権代美重子著「日本のお弁当文化 知恵と美意識の小宇宙」(法政大学出版局)を読みました。
弁当というと、何を思い浮かべますか?
駅弁でしょうか?
コンビニ弁当でしょうか?
「キャラ弁」でしょうか?
この本では、それらすべてが出てきます。
幕の内弁当・助六弁当などの観劇弁当、日本料理店にある松花堂弁当、古典落語「長屋の花見」にからむ花見弁当なども章立てして取り上げられています。
弁当の発生にまでさかのぼり、里の民、山の民、海の民、あるいは兵士の弁当の歴史をひもときます。
醤油醸造の発展が与えた影響や禅宗における食の思想の影響なども調べあげられています。
また、駅弁業界が災害時に果たしている役割、はては駅弁の包み紙の歴史にまで著者の目は行き届いています。
日本のお弁当文化は、世界的に見て、かなりユニークなもののようです。
海外の人々は、日本の弁当のことをマンガ、アニメで知り、「KAWAII」文化のひとつとして関心を持ちました。

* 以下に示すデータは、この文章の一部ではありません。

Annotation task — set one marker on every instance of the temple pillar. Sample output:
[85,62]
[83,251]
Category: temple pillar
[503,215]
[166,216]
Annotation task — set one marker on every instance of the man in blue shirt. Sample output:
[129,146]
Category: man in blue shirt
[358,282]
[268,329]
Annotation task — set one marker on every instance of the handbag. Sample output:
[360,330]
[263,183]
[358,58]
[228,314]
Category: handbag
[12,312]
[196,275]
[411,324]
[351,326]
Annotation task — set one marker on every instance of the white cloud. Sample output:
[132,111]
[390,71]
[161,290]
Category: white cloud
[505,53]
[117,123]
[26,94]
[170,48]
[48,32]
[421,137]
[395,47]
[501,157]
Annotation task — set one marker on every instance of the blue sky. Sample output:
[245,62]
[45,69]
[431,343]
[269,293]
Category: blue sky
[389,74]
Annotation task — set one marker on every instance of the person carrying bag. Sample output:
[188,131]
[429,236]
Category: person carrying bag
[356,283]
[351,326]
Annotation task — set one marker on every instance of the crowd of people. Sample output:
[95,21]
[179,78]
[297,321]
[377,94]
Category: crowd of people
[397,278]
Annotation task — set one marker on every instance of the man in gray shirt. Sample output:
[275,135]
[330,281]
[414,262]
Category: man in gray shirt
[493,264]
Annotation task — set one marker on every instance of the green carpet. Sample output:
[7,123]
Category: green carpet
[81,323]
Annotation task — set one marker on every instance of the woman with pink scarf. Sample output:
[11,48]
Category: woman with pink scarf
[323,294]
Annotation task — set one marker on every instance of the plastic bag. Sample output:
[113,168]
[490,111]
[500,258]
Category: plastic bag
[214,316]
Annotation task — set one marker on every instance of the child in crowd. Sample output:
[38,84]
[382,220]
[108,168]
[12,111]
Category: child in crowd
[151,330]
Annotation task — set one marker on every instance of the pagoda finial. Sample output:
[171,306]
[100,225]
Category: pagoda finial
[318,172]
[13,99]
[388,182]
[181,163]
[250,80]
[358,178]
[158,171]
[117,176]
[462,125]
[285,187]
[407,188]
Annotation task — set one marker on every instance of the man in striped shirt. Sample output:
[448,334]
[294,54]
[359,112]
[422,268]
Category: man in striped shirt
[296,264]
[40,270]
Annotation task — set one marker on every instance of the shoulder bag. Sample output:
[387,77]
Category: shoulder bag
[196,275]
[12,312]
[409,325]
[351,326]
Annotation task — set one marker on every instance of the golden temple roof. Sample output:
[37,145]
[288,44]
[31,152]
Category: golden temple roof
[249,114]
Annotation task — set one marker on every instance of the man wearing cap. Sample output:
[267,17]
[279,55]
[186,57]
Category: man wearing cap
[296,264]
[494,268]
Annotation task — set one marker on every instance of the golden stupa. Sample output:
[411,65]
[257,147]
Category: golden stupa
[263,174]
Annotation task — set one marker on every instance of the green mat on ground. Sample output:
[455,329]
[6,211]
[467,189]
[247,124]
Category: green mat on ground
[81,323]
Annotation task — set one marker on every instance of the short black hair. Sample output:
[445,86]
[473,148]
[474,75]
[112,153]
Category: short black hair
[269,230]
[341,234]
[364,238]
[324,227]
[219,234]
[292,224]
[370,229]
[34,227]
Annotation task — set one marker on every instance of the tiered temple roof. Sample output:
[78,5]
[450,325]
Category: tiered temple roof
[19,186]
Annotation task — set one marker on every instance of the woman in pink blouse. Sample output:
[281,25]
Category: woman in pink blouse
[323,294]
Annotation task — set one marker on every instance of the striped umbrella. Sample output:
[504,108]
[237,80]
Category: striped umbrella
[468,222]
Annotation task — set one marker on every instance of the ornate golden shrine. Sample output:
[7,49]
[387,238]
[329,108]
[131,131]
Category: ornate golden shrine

そして「BENTO」が海外の食文化に影響を与えていることを紹介しています。
著者の長年の研究成果がわれわれ一般大衆向けにわかりやすくまとめられた名著です。
カラー写真がふんだんに掲載されています。
弁当の写真ばかりではなく、さまざまな文献や絵画などが盛り沢山です。
もう少し大きな写真にしてもらいたいと思いましたが、そうすると本が分厚くなってしまいますね。
お弁当で思い出す身の回りの思い出を少々・・・
前職で千葉県の社宅住まいだったころ、同じ棟にノルウェー人家族が8か月住んでいました。
小学生や幼稚園児がいました。
娘が遠足から帰ってきたら、先生から連絡があったそうです。
「お弁当がおかずだけだったけど、ご飯を忘れたんじゃないか」と心配されました。
そう言われたお母さんは怒りました。
実は、ジャガイモだけを弁当箱かタッパーに詰めて持たせたのです。
ノルウェーには、お弁当としてライスを持参する食文化はありません。
私が高校生のころ、毎朝、母がお弁当を持たせてくれました。
岐阜市の高校だったので、母は早起きして作ってくれ、感謝しています。
ある日、担任の先生がクラスのみんなの前で、「大内、お母さんから電話があって、弁当のエビフライが悪くなっているかもしれないから食べるなということだ」と言われました。
「えー! 弁当にエビフライ!?」
と騒がれ、恥ずかしい思いをしました。
小指ほどの大きさの小っちゃなエビだったんですけどね。
その母は、現在、ひとり暮らしをしています。
母の夕食は、宅配の弁当です。
毎日、民間業者が届けてくれますが、そんなに高くありません。
バラエティーに富んだ献立で、飽きることはありません。
老人向けにやわらかいものばかりで、歯が悪くても完食できます。
ありがたい日本のお弁当文化の一端です。